What Is Affordable Housing?

The U.S. Department of Housing and Urban Development gauges affordability as the housing that can be obtained by spending no more than 30% of gross annual household income on housing and utilities. What is affordable to various households differs. The percentage of people who are spending more than that 30% of their income has been growing. Wages are not keeping up with increases in housing costs, a trend that has particular impact on residents of the Lower Hudson Valley, where housing and the cost of living are high. This trend applies to both homeowners and renters.

In its annual study of housing costs, the National Low Income Housing Coalition reports that, in 2013, there was not a single county in the U.S. in which someone earning minimum wage full-time could afford to rent a one-bedroom apartment, let alone a two-bedroom unit, at what HUD deems fair market rent (FMR) for the area. That study shows that to afford a two-bedroom rental unit in the Lower Hudson Valley at 30% of income before taxes, a household would need to make $27.69 an hour in Putnam and Rockland counties and $27.87 in Westchester County.

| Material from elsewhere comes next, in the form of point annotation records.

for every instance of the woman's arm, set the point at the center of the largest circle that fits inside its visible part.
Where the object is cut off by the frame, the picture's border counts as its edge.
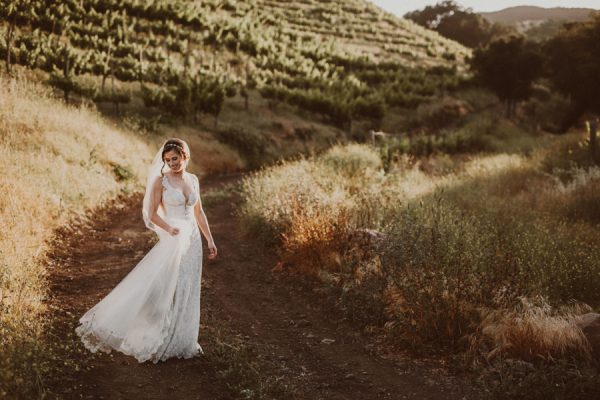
(203, 224)
(155, 201)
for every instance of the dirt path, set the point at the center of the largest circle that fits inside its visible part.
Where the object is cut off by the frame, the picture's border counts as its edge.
(319, 353)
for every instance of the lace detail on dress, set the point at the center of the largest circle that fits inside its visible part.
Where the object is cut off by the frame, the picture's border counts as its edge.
(154, 312)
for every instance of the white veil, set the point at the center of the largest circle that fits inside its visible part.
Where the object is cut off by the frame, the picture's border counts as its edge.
(156, 171)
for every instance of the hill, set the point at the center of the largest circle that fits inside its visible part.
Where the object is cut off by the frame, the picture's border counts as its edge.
(515, 15)
(338, 59)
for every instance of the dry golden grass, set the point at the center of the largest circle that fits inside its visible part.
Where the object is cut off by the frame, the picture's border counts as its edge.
(56, 161)
(534, 331)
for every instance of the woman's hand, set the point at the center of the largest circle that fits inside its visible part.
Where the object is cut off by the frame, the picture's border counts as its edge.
(172, 231)
(212, 251)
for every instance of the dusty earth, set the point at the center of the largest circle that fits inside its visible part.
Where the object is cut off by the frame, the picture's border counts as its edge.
(297, 335)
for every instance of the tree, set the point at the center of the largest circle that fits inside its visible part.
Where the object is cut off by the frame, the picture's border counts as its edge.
(463, 25)
(16, 13)
(573, 66)
(508, 67)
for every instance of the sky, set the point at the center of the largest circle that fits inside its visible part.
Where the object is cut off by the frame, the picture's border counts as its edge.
(400, 7)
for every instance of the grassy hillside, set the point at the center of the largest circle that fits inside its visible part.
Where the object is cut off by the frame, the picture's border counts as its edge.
(344, 61)
(514, 15)
(58, 160)
(489, 258)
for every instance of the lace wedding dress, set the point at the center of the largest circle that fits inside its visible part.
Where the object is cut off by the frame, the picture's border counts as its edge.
(154, 312)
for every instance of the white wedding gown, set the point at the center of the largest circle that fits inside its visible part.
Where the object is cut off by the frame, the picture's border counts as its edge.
(154, 312)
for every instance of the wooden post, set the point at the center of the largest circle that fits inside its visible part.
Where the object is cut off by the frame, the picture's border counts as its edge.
(592, 126)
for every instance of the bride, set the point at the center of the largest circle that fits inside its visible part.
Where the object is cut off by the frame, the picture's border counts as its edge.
(154, 312)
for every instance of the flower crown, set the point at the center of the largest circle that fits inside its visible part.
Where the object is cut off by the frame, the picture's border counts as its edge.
(171, 145)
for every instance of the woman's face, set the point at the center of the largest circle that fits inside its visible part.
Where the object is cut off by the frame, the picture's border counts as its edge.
(174, 160)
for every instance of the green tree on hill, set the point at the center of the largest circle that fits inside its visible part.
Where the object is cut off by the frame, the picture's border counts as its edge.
(16, 13)
(463, 25)
(573, 66)
(508, 67)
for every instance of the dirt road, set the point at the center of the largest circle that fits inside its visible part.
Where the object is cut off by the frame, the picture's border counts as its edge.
(299, 337)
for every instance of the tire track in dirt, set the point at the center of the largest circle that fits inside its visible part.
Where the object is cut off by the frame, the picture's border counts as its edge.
(299, 339)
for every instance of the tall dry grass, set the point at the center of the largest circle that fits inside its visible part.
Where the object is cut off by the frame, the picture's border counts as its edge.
(430, 251)
(56, 160)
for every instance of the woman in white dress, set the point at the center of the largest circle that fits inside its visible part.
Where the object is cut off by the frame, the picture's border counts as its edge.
(154, 312)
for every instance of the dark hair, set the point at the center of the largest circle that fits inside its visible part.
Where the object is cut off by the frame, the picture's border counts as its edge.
(176, 145)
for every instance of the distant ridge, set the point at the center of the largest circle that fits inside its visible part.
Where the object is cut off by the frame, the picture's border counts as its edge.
(515, 15)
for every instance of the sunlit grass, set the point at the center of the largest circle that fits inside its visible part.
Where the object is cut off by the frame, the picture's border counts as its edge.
(57, 161)
(429, 248)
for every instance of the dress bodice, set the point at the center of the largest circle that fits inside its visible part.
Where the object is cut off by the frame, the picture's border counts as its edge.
(174, 201)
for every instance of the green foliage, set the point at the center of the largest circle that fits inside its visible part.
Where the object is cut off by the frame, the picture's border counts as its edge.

Homes that have been developed with some type of public subsidy are meant to be affordable to people at specified income ranges. These incomes are in comparison to the median income across an area’s population, or AMI (area median income). The subsidies, which are generally offered to private developers in exchange for their agreement to rent or sell the homes at certain prices, may come from federal, state, and/or local governments and private sources. The subsidies may be in the form of tax credits or low-interest loans.

Affordable housing tends to be developed for households earning from 50 to 80% of AMI. Some local programs may be for people at higher incomes; others may focus on people at extremely low incomes. Residents must qualify financially, go through credit checks and regular approval processes, and pay for their housing. Affordable homes may be interspersed among market-rate dwellings, for example, 10% of apartments in an otherwise market-rate building.